We're all nerds and nerds like to plan. Planning is cool but it is also time consuming. I consider planning/ charting like budgeting. It's helpful for insight at a certain level, but eventually I like to internalize the important stuff. Budgeting is cool, but (for me at least) it leads to inefficiencies as I spend the entire budget when I don't need to, and also end up not spending to stay within the budget when I should have splurged (applicable to any concept, not just money).
You are probably less lazy than me, but as the laziness representative for the forum, I want to remind you that it's ok to chill out and be lazy. These high functioning INTJ SOBs will slaughter you on renaissance skills every time. Sometimes it's ok to just get high and look at the moon through binoculars because it feels good. Unless you are an INTJ, in which case you have to mail your binoculars to me once you've finished categorizing every bird in the desert.

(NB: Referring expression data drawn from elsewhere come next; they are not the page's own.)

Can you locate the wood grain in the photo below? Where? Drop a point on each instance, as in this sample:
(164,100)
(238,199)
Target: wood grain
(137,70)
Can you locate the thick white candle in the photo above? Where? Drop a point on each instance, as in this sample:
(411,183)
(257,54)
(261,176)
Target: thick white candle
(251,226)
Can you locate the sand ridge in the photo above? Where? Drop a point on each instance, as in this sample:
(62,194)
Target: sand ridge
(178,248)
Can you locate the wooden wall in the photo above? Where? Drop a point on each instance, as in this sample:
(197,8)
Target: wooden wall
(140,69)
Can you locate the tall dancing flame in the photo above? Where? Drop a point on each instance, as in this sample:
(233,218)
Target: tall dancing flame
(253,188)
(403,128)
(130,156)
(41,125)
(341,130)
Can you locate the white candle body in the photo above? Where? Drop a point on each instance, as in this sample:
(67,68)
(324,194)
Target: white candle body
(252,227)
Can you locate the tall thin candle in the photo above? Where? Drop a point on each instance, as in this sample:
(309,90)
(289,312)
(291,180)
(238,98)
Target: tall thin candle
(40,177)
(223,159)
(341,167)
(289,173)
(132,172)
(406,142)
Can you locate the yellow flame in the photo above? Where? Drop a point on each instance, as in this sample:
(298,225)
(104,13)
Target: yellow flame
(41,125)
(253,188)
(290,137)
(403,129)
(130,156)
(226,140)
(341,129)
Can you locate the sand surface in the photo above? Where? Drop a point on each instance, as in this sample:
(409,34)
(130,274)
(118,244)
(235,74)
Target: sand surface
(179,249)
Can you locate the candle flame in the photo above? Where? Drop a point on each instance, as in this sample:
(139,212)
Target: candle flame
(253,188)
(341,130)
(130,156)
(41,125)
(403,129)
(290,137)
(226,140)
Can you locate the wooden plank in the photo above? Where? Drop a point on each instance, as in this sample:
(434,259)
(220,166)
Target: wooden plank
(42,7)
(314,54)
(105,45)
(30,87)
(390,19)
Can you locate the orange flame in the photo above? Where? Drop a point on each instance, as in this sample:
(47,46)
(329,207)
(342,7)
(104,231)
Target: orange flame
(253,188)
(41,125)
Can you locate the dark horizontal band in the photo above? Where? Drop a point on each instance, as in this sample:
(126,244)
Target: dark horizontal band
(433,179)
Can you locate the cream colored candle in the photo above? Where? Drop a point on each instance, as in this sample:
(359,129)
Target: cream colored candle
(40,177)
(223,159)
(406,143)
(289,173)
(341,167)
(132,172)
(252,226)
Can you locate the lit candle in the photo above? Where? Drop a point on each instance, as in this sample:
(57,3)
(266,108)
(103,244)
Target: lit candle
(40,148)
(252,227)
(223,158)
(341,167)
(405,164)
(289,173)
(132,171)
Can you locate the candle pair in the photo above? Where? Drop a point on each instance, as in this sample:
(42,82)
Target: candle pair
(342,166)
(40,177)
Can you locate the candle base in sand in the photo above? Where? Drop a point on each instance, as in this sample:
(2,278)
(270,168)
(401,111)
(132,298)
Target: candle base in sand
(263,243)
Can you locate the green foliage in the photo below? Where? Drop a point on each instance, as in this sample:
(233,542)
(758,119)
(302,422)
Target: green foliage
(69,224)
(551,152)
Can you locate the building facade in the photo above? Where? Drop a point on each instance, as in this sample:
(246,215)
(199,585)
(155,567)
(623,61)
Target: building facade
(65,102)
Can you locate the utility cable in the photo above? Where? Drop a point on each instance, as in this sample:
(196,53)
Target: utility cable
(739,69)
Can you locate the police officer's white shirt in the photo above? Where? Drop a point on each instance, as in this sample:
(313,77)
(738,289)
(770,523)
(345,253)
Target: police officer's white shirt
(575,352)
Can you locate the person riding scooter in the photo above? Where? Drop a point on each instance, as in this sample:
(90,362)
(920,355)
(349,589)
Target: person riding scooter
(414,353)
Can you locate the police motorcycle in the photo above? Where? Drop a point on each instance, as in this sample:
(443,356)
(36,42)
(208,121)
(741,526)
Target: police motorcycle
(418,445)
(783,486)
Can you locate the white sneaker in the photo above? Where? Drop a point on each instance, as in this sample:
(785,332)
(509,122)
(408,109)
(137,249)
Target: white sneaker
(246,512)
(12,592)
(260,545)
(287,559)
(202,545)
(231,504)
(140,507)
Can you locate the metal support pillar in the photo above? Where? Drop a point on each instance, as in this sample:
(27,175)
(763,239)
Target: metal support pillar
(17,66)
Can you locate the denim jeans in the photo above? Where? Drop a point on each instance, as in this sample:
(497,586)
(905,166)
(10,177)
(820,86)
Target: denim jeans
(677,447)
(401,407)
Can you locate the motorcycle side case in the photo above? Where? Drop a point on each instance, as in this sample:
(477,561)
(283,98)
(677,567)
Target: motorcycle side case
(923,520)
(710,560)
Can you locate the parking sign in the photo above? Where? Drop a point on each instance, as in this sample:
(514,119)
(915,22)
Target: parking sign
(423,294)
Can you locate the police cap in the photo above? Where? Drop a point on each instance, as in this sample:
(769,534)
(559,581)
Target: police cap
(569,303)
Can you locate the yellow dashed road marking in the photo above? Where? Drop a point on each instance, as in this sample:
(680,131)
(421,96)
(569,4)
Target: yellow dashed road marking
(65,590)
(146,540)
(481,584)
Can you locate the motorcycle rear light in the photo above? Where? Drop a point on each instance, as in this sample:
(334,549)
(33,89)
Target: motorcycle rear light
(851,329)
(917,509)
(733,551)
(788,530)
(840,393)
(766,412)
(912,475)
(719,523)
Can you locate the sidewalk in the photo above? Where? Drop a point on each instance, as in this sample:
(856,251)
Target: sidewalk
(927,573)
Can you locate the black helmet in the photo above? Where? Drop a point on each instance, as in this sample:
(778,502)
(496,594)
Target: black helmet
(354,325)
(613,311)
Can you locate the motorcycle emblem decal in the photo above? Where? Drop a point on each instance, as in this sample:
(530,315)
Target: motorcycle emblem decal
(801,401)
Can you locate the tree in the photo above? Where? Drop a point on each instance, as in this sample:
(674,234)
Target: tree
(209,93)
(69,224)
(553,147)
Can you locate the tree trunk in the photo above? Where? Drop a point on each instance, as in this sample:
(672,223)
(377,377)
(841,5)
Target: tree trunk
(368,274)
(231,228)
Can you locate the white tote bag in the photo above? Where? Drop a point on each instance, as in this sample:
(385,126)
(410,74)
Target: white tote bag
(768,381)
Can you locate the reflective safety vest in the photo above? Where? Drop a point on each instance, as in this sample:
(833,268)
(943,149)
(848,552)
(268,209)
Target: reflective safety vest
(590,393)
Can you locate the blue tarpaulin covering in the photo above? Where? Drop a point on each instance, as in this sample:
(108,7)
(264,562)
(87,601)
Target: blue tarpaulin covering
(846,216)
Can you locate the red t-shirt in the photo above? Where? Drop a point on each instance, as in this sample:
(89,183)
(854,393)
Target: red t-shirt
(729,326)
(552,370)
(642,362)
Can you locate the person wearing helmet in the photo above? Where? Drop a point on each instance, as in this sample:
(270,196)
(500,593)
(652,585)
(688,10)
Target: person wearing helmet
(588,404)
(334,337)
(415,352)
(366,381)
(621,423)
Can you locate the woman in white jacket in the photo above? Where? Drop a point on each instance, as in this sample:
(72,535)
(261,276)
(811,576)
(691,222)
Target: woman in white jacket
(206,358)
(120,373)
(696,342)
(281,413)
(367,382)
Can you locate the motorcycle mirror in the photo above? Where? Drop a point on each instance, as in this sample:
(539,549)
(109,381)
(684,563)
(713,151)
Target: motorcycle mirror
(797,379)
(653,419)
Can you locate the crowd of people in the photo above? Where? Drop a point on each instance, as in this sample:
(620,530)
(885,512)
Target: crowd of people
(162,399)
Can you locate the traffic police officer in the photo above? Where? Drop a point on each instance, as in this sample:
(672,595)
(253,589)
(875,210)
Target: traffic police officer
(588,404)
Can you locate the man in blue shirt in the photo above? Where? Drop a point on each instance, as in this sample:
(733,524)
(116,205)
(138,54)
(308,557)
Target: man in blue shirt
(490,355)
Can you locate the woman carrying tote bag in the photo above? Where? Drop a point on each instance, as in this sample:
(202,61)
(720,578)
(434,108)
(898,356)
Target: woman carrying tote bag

One thing that's nice about this movement is it provides suggestions towards action for actual solutions. Some might even say it's what lead me to participate.... I've been privy to the discussions of so many "outsider" groups that complain about other people while mostly furthering the problems they complain about. They have different color shoes or some other signal so OBVIOUSLY THEY ARE NOT PART OF THE PROBLEM. They want everyone else to change first.AxelHeyst wrote: ↑Wed May 06, 2020 10:27 pmI feel like society has been systematically destroyed by turning People/Citizens in to Consumers... we all know the rant. But as much as I withdraw, I secede from the human experience. This is a core driver of my (fuzzy, vague, grasping) vision for the/my future - how to find, cultivate, participate in society in a way that is rich, meaningful, human...
A few years ago a musician I was gigging with turned me onto the transition movement. One day when we were discussing the book we read about it he said "it's probably the sort of thing where if you want to get 5 people involved, it'll go pretty well, but if you want everyone to do it, it'll probably go pretty badly."
@RJ likes to point out that all problems are business opportunities.
If you acknowledge that you aren't going to save the world and other people will always do what they want, it's pretty easy to live "outside" of society while still participating. It mostly requires not freaking out when other people do shit that you think is harmful/ wasteful. It requires cognitive dissonance, but you're still wearing shoes so...
Tl;dr: The perfect is the enemy of the good when it comes to fringe outsider movements. Local> Global when it comes to your influence.